Canada added 154,000 workers last month, as ‘war for talent’ gives job seekers the upper hand | CBC News


The Canadian economy added 154,000 new jobs last month, exceeding previous expectations and enough to move the unemployment rate to just 6 percent.

Statistics Canada reported on Friday that the unemployment rate fell by 0.7 percentage points, to six percent. This is the lowest unemployment rate since the pandemic began.

Prior to COVID-19, in February 2020, the unemployment rate in Canada was 5.7 percent. It topped out at 13.7 percent in May of that year, before dropping steadily.

The data agency calculates that more than 19.3 million people in Canada worked last month. That’s 183,000 more than it was before one pandemic.

As wages go up

There was good news on the wage front, too, with the data agency estimating that wages during November 2021 were 7.7 percent higher than they were in the same month two years ago, before the pandemic. That’s an extra $2.18 an hour, on average, since the same period two years ago.

Workers in general move up the wage ladder. The number of people earning less than $12 an hour has fallen dramatically over the past two years, from more than a quarter of a million people to just 165,000 people today. There are also fewer people earning between $12 and $20 an hour, down from 5.1 million workers to 4.4 million now.

These salary ranges are shrinking as people move up the wage ladder. The number of people making between $20 and $30 an hour grew from 4.9 million to 5.2 million, and the number of people in the highest category swelled to more than 6.8 million. That’s more than a million more than it was two years ago.

While higher wages are good for workers, they are a double-edged sword, with the cost of living rising rapidly as well. These higher salaries are tempered by the fact that Statistics Canada data shows prices are 5.3 per cent higher than they were two years ago.

People are heading into the workforce in droves because they need the money to pay the higher cost of everything, said Tanya Jolison, chief revenue officer at HR consultancy LHH.

“We are still witnessing a huge war for talent,” she said in an interview. “We find that employers have to do really unexpected things to attract and retain the talent they have.”

The companies that win that war are those that are able to attract the best workers by offering flexible work requirements and good benefits and other perks, Gollison said.

Watch | Recruitment expert says flexible working is here to stay, even after COVID-19:

Recruitment expert says working from home is now the ‘new normal’

Tania Jolison of human resources consultancy LHH says companies that insist on having everyone in the office five days a week will be left behind in the job market, even after the pandemic is over. 1:14

But cold and hard criticism also tempts people. Statistics Canada data says average wage earnings are increasing at a faster rate for new hires than for existing workers.

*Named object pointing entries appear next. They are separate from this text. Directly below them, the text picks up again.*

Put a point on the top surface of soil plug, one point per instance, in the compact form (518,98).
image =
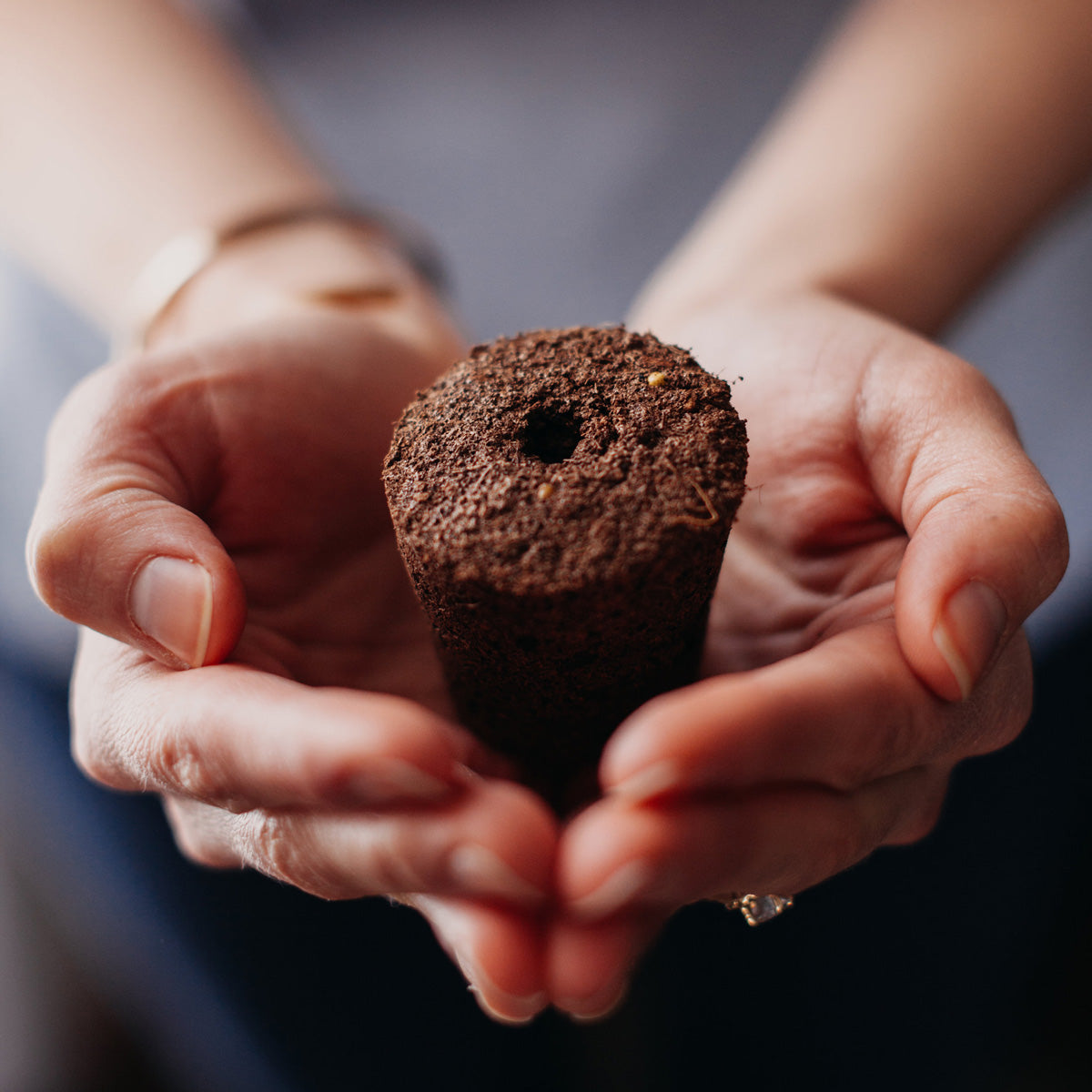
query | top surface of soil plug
(557,461)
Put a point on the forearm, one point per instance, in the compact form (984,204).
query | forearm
(121,124)
(931,136)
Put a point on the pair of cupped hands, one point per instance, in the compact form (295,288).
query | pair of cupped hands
(214,502)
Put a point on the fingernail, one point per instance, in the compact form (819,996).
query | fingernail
(615,893)
(648,784)
(518,1010)
(170,602)
(481,872)
(596,1007)
(969,632)
(392,781)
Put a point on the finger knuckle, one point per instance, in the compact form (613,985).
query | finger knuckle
(53,551)
(392,867)
(179,767)
(278,845)
(197,844)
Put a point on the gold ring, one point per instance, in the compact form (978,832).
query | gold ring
(759,907)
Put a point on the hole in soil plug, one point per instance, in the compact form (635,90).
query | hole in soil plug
(551,435)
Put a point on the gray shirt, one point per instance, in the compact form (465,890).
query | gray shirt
(557,151)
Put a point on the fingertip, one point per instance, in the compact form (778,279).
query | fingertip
(967,636)
(500,953)
(589,966)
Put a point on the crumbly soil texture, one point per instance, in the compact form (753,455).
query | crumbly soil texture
(561,500)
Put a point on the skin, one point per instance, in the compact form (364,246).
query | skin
(866,634)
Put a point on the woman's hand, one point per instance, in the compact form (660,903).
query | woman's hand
(865,634)
(217,503)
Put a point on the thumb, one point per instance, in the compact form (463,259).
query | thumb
(115,543)
(987,539)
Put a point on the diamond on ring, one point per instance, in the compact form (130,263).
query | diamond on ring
(760,907)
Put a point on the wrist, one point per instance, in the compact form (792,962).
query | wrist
(206,283)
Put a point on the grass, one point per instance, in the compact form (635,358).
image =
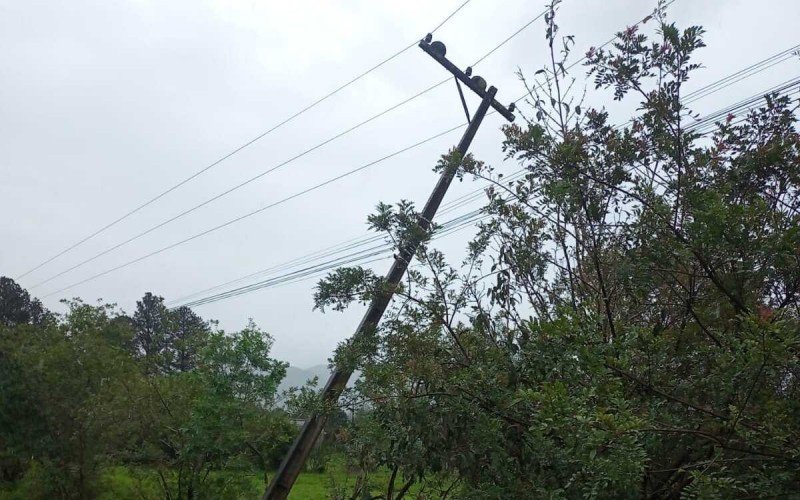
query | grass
(124,483)
(132,483)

“Over the course of the upcoming fiscal year, bonuses and other perks will likely also flow in as a way to attract new talent and retain existing employees,” Jolison said.

Jason Murray, president of recruitment firm BIPOC Executive Search, says that while companies are more optimistic about the recovery, they are also concerned “about whether or not they will be able to compete in a talent-hunting market at the same time,” he said in an interview.

He says companies are innovating everything they can — flexible hours, more vacation time, bonuses — to get the right worker for their needs. “There are all kinds of interesting and innovative ways that employers try to motivate the people they choose.”

Decreased long-term unemployment

Deep in the pandemic, policymakers have warned of a growing group of “long-term unemployed”, defined by Statistics Canada as people who have lost a job and have not found a new one for at least 27 weeks.

There were about 185,000 Canadians in this category before the pandemic, or about 15 percent of everyone without a job.

That number rose to 510,000 people by April of this year, or nearly a third of those who were unemployed.

The number has fallen steadily since then, but in November it saw its biggest drop since the pandemic began, dropping by 62,000 to 305,000.

A new beginning for many

After losing her financial job in December 2020, Erica Albert took some time to re-evaluate what she wanted in her career. She says she found the perfect job when she was hired at a renewable energy company near her home in Guelph, Ont., in November. (Keith Burgess/CBC)

Erica Albert is one of the many Canadians who managed to find a job last month after a long time on the sidelines.

She lost her finance job in December 2020 and took a long break to “re-evaluate what I want to do at this point in my career”.

After spending most of the year trying to find the perfect job, Albert says she finally found it this month, when she was hired as an office manager at Guelph, Ontario, an engineering firm that specializes in renewable energy.

“I have learned a lot of things in my career up to this point, [and] I really enjoy doing something that actually includes a little bit of everything I’ve learned,” she said in an interview.

“I am well relaxed now and excited to be part of the team and work towards making the world a better place.”

Albert is not the only one feeling this optimism.

Despite the ongoing pandemic, there is a spike in labor demand and a new feeling among workers that they can be more picky than they might be, says Tu Nguyen, an economist at consultancy RSM Canada.

“The rising tide of economic recovery is finally lifting everyone up across demographic groups, across industries, across company sizes and across counties,” she said in an interview. “The next few months will be very competitive.”